影響は無視できず、リピートが大きいほど顕著です。1 ロールから切り出す各 1 枚は、隣の 1 枚と「継ぎ目で柄が合う位置」で切る必要があります。ストレートマッチ(隣り合う 1 枚で同じ位置の柄が並ぶ)では、各 1 枚の上端で「最大リピート 1 つぶん」が捨て幅。ドロップマッチ(隣の 1 枚と半リピートぶんずれて並ぶ)では、最悪ケースで 1 枚あたり最大 2 リピートぶん捨てる必要があります。EU 規格ロール(長さ 10.05 m)で 1 ロールから天井高の 3 枚を取り、リピート 64 cm のストレートマッチなら、1 ロールあたり ≈ 64 cm × 3 = 1.9 m が捨てロス、ロール被覆の約 18%。ドロップマッチでは捨てロスがほぼ倍になります。無地や「ランダムマッチ」の壁紙は柄リピートロスがゼロ — 初心者にとってもはるかに扱いやすいです。

天井も含めるべき?

天井に壁紙を貼る場合のみ含めてください — その場合も、ほぼ常に「壁とは別の計算」として扱います。
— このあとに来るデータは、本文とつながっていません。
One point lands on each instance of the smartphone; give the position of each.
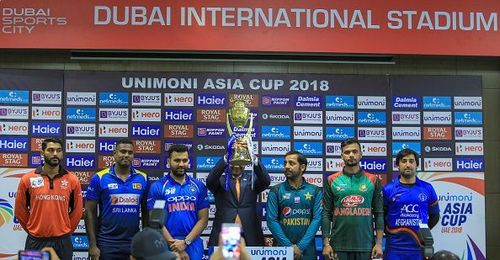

天井壁紙は壁紙とは別物のコミットメント:四隅のある天井で柄合わせをするのは四面のある部屋で行うより難しく、頭上作業で施工しづらく、多くの柄は下から見ると違和感が出ます。実務的には、部屋を壁紙にする場合でも天井は塗装するか、無地の天井紙を使うことが多いです。天井にも壁紙を貼る場合、計算式は同じ:面積 = 長さ × 幅、ロール実効被覆面積で割る。本ツールは標準で「壁のみ」を扱うので、天井の場合は「面積を直接入力」モードに天井面積を入れてください。屋根勾配のある天井は、床面積より実際の表面積の方が大きくなります — 床ではなく勾配に沿った実長で計測しないと、買い不足になります。